Was soll man auf so erdrückende Nützlichkeitsargumente antworten? Früher oder später entscheiden sie alle Ethik-Debatten zu ihren Gunsten, sind sie doch die einzigen Argumente, die heute zählen. Eine Welt, die sich keiner transzendenten Wertordnung verpflichtet fühlt, ist dazu verurteilt, der unerbittlichen Logik der Nützlichkeit zu folgen.

Und genau das geschieht vor unseren Augen: Die durch keinerlei Tabus behinderte und von wirtschaftlichen Interessen angetriebene Biotechnik schafft laufend neue Möglichkeiten. Demnächst verfügen wir über Verfahren, "ganz besondere Menschen zu schaffen, die nach einem detaillierten Plan entworfen sind, oder aber existierende Menschen - als Fötus oder auch erst später - zu verändern, um Menschen mit ausgewählten genetischen Eigenschaften hervorzubringen." (Die Zeit 38/1999) Auf Neues reagiert die Öffentlichkeit zunächst schockiert.

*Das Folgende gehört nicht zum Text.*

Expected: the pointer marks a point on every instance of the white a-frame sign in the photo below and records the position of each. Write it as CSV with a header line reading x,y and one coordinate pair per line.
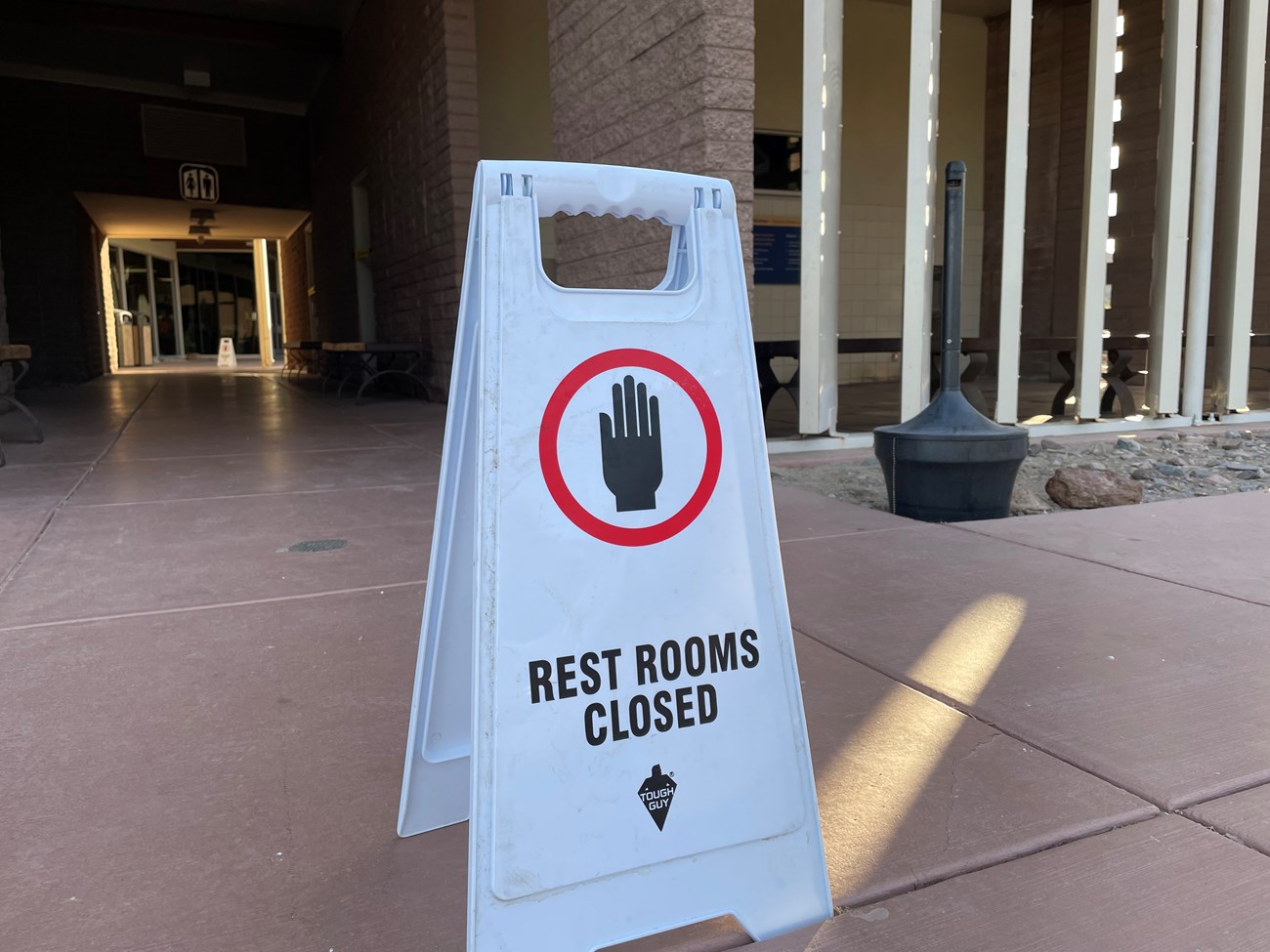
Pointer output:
x,y
606,682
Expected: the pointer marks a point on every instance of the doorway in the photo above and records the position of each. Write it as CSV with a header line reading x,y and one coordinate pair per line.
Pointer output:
x,y
147,321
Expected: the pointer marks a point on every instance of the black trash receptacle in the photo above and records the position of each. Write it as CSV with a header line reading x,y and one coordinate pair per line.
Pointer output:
x,y
951,462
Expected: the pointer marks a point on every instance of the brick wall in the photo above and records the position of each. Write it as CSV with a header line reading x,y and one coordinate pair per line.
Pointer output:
x,y
295,287
401,108
665,84
63,139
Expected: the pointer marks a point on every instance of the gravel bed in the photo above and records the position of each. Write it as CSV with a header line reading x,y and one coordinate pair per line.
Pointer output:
x,y
1169,465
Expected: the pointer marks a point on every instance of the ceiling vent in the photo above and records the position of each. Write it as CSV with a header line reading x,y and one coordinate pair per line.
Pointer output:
x,y
187,135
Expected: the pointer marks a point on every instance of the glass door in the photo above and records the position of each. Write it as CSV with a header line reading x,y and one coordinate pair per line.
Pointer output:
x,y
169,339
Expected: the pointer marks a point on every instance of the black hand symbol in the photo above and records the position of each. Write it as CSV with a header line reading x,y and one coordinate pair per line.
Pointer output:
x,y
630,447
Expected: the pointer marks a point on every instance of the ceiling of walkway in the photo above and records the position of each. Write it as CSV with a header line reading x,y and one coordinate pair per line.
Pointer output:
x,y
130,216
968,8
257,54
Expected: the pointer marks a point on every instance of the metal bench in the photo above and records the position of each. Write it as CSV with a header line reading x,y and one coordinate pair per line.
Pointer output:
x,y
17,354
301,356
368,362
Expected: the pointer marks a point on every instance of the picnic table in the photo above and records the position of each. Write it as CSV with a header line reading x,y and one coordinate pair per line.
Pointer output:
x,y
17,354
368,362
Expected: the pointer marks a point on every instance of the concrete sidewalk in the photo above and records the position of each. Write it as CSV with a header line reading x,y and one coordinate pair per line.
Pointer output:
x,y
1045,732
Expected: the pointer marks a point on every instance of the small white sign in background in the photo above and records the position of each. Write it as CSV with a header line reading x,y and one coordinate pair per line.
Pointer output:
x,y
605,593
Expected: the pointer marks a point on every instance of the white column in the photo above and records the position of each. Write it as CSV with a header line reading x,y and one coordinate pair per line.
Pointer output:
x,y
263,311
1245,89
822,211
922,177
1012,211
1209,110
1172,194
1097,186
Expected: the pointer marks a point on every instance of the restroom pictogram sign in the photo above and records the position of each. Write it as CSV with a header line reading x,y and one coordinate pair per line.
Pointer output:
x,y
630,447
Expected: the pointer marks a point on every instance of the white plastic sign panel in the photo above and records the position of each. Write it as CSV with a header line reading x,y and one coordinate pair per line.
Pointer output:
x,y
606,680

Es folgen beruhigende, relativierende Bemerkungen und "sachliche" Diskussionen, die Pro und Kontra erläutern. So findet das bisher Undenkbare Eingang ins öffentliche Gespräch. Erste Gewöhnungseffekte treten auf. Man beginnt mit den in leuchtenden Farben gemalten Vorteilen der Errungenschaft zu liebäugeln.

Pro und Kontra werden vor allem auf der Ebene der Nützlichkeit abgehandelt, mögliche Schäden und Vorteile gegeneinander ins Treffen geführt. Da die Vorteile unmittelbar einleuchten, die Schäden aber langfristig und hypothetisch sind, liegt das Ergebnis der Abwägung auf der Hand: Was technisch machbar ist, wird gemacht. Schließlich wurde ja schon viel Geld investiert.

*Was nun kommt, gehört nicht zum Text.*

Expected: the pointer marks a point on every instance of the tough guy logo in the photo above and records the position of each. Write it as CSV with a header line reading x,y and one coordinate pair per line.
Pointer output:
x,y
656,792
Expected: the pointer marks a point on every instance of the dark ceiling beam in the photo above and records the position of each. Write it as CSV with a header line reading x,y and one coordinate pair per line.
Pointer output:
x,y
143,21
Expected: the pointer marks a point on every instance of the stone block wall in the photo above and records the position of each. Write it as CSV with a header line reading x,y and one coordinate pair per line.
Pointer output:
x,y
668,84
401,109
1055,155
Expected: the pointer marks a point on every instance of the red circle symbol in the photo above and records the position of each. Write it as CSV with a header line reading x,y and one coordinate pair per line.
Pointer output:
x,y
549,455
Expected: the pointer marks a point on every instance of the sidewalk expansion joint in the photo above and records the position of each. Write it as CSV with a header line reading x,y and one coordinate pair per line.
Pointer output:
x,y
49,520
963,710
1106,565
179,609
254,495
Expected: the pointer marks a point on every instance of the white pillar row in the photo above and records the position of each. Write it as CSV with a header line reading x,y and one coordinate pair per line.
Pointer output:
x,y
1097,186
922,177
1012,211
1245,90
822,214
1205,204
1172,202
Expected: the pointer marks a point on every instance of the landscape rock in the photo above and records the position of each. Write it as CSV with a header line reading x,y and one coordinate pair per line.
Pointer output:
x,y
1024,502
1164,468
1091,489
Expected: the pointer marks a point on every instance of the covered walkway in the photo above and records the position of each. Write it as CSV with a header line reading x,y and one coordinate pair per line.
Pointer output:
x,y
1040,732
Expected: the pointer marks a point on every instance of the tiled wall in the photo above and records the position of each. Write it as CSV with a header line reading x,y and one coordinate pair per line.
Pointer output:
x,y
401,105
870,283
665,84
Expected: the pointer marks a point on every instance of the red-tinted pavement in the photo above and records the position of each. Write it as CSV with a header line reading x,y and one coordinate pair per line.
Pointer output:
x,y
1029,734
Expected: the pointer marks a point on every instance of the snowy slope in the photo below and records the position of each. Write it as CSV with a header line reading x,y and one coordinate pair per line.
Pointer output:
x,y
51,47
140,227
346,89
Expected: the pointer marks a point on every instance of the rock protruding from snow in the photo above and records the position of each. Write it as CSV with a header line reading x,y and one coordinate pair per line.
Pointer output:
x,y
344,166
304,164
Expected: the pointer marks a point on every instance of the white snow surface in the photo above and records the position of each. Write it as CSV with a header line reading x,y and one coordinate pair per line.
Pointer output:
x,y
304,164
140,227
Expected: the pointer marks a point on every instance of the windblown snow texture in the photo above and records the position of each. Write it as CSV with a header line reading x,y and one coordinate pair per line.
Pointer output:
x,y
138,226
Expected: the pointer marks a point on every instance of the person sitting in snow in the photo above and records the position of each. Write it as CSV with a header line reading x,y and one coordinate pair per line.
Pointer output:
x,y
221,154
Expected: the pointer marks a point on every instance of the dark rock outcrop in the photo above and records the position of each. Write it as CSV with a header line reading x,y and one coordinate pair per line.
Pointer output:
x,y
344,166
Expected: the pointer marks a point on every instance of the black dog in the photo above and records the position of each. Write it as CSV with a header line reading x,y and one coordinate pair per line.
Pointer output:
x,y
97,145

Zu bedenken ist jedoch: Nützlichkeit ist kein objektiver Maßstab. Es taucht ja sofort die Frage auf: Nützlich für wen? Nützlich auf welchen Zeithorizont hin? Nützlich in welchem Raum? Bei näherer Betrachtung erkennt man: Nützlichkeit wird im Hinblick auf jene definiert, die ihre Vorstellungen durchsetzen können. Sie ist ein Rezept für die Mächtigen: Für die Geborenen gegenüber den Ungeborenen, für die Gesunden gegenüber den Behinderten, die Industrie- gegenüber den Entwicklungländer, für die Großkonzerne ... Die Nützlichkeit drückt Vorlieben bestimmter Gruppen aus. Sie kann nicht den endgültigen Maßstab für Entscheidungen, die mehr oder weniger uns alle betreffen abgeben. Sie weiß nichts von Gut und Böse.

"Die falsche Angst, Gott zu spielen", lautet der Titel des erwähnten Zeit-Artikels. Hier sind wir bei der eigentlich entscheidenden Frage: Darf sich der Mensch anmaßen, auf das Wesen des Menschen selbst zuzugreifen, aus ihm ein Produkt, eine Medizin zu machen? Für den Wiener Gynäkologen Johannes Huber etwa ist die Antwort klar: "Wenn man zur Heilung eines erwachsenen Menschen einen Frühembryo benötigt, der nur aus vier Zellen besteht, so würde ich das in Güterabwägung als zulässig ansehen." (Furche 4/1998) Genau das heißt es, Gott zu spielen: Leben zuzuteilen und zu nehmen, Menschen zu töten, um anderen zu helfen. Das tut die Biotechnologie. Sie degradiert den Menschen in seiner allerersten Lebensphase zum Material - ein fundamentaler Verstoß gegen das Lebensrecht, von dem es in den Urteilen des Hadamarer Euthanasie-Prozeß 1947 noch geheißen hatte, kein Staat habe das Recht, gegen die Heiligkeit des Lebens zu verstoßen.

Die Generationen nach uns werden uns vorhalten, daß wir 50 Jahre später von dieser Wahrheit Abschied genommen haben.